This fall while goose hunting we were hunting a small depression on top of a field. we spotted a coyote on the edge of the field, we took the mouthpiece off of a duck call and howled at it. we got its attention but but it would not come closer. we sent the dog to the ridge of the hill, as soon as the coyote seen the lab he came runnin! He got to about 60 yards before he either seen and/or smelled us.

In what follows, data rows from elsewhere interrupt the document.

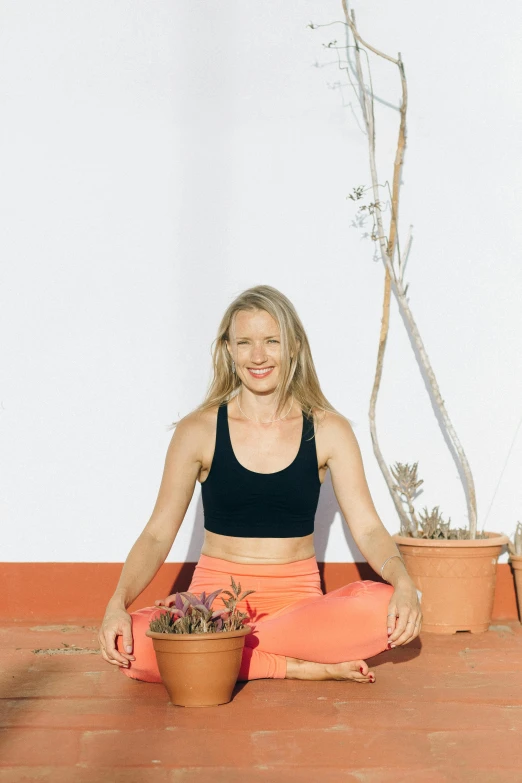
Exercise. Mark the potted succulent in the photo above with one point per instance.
(515, 556)
(455, 574)
(199, 649)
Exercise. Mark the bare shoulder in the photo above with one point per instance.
(333, 431)
(197, 426)
(331, 423)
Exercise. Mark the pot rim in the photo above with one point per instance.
(197, 637)
(494, 539)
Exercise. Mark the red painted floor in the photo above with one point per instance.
(444, 708)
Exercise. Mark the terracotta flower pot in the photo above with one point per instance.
(199, 669)
(516, 562)
(456, 578)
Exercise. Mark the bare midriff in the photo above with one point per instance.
(258, 550)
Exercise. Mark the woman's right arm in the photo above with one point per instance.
(182, 466)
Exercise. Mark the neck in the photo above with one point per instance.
(261, 408)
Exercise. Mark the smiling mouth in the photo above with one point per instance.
(261, 372)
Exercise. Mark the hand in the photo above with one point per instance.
(406, 616)
(168, 601)
(117, 622)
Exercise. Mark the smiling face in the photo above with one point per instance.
(255, 347)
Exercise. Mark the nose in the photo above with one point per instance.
(258, 354)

Have any of you guys done this before or anything like it?


----------



## ninjaswede (Sep 3, 2012)

I talked to a pro one time and he said he uses his two wiener dogs. He said they run and play while he calls and the yotes go nuts. He told me it works best at night with snow and a full moon. He also said have a shot gun ready because they burn in really fast and your dogs life may depend on it.


----------



## warge (Oct 16, 2012)

Here is a link to a article I found. It has alot of info on coyotes, some of it a bit too scientific for me but he also explains how it relates to us hunting and killing them. At one point he talks about using a misting container. Does anyone know what they are or have you used one before?

http://www.predatorswest.com/coyote101.py


----------



## warge (Oct 16, 2012)

How far between stands do you guys walk/ drive?? I have a few areas that a guy could make multiple stands on (depending on the wind) but I'm not sure how far to go between stands? Could a guy walk 1/4 or 1/2 mile between stands or does he need to go farther? I would imagine that wind speed/direction and volume of calls would make a bit of difference but what do you guys think?
Thanks


----------



## Sask hunter (Sep 11, 2008)

I like to go 3/4 to a mile between stands, but I also call as loud as I can.


----------



## DeadEyeDanO (Nov 20, 2012)

One little piece of advice is dont over call during a set. Pretend your a coyote, start out a set with a couple howls. After a couple minutes start a rabbit distress like u just found a rabbit. After a couple sets of rabbit distress sequences wait a while and if no yotes yet do a couple pup distress calls likr a pup came to get a bite and u just bit him. Or after the rabbit distress sequence if u have a buddy with u who can howl do a serenade and one of u throw some pup yelps in there during the serenade.

And moving from set to set the distence between depends on the country. If your in wide open flat country u should move a good mile or 2. If in the brush or forests every half mile to mile. If theres alot of good sign. Ive learned if theres no sign dont bother wasting your time no matter how good it looks.

In the end its all trial and error. Just keep making sets and itll happen. Good luck shoot straight :sniper: . Hopefully ive helped a little bit


----------